Officials from the Venezuelan National Land Institute supported by the National Guard, took over 31 farms around the country on Monday, totalling 48,000 acres (19,000 hectares) of farmland.
Minister of Agriculture and Land, Elias Jaua hands over La Milagrosa to peasants (Tubal José Padilla)

Caracas, November 24, 2009 (venezuelanalysis.com) – Officials from the Venezuelan National Land Institute supported by the National Guard, took over 31 farms around the country on Monday, totalling 48,000 acres (19,000 hectares) of farmland. The government said the landowners did not have legal titles or were not putting the land to adequate use.

Among the farms occupied was the La Milagrosa property owned by opposition leader and ex-presidential candidate, Manuel Rosales, in Zulia state. Rosales fled to Peru early this year in order to avoid corruption charges.

Agriculture Minister Elias Jaua denied the takeovers were politically motivated and clarified that the measure is perfectly legal under the 2001 Land Law which allows the government to take over lands deemed idle or not adequately used.

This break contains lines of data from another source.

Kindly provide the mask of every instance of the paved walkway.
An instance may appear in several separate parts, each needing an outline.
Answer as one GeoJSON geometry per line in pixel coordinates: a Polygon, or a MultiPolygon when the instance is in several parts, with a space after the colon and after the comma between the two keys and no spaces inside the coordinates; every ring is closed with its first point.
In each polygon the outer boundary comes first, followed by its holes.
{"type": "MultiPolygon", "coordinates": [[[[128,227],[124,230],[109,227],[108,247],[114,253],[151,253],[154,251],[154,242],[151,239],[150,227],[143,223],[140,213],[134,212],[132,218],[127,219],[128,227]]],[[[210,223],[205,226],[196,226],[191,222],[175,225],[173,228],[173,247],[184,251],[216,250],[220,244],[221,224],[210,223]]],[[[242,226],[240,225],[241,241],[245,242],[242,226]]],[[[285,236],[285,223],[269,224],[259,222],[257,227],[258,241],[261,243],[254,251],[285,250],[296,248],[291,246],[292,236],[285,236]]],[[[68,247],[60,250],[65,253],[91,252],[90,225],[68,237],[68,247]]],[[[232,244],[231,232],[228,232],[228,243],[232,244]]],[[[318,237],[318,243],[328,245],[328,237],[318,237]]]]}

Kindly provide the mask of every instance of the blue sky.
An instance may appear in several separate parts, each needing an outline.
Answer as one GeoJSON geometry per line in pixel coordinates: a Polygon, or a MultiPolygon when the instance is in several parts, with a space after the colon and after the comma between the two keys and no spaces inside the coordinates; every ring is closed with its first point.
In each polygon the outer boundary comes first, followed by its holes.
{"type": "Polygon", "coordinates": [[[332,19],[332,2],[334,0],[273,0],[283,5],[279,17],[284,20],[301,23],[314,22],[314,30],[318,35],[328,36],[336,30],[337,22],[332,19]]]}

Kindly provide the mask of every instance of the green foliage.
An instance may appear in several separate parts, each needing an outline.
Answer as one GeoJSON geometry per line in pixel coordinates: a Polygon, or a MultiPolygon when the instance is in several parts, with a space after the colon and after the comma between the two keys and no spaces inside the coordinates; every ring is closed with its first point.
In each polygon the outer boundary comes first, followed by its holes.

“La Milagrosa was taken over from the beginning of the year by a committee of the National Land Institute, who performed the respective assessments to verify the productivity of these lands, determining that they were abandoned and were in complete idleness,” he said.

“We are acting within the law. No one from the opposition or government may hide behind their political position to violate the laws of the Republic,” he added.

Jaua’s announcement came after the business group Fedecamaras, whose former leader Pedro Carmona led an illegal coup against President Hugo Chavez in 2002, denounced what it called illegal farm takeovers in central Guarico state. Fedecamaras described the interventions as an “attack on private property.”

However, the measures are part of a “recuperation” policy of “unproductive land” whose ownership has not been legally verified, Jaua explained.

The agriculture minister announced that sixteen farms, totalling almost 20,000 acres, were taken over near the southern part of Lake Maracaibo, in the states of Zulia, Mérida, Trujillo and Tachira. A total of nine properties were recovered in Guarico state, and at least six in Barinas.

The government is examining the situation of a further twelve properties in Zulia to see if they are productive, the minister added.

The La Milagrosa property will become part of the Florentino Socialist Production Company, which involves 149 peasants who are supported by the state owned Venezuelan Agricultural Corporation.

Minister Jaua, the president of the National Land Institute, Juan Carlos Loyo, and Corpozulia president, General Carlos Martínez Mendoza, handed over the property in a formal ceremony on Monday.

The biggest single property recovered by the government was 6,000 idle acres near the Tiznado River in the state of Guarico.  The government said agricultural production will be reactivated on the property and incorporated into a national strategic plan for food production.

Jaua announced that the government’s goal is to recover 300,000 hectares of unproductive land by the end of the year.

An estimated 2.5 million hectares of land have been recovered since President Hugo Chavez took office and the 2001 Land Law was passed.

More than 200 peasant leaders have also been assassinated since 2001 by suspected mercenaries contracted by large landowners resisting land reform.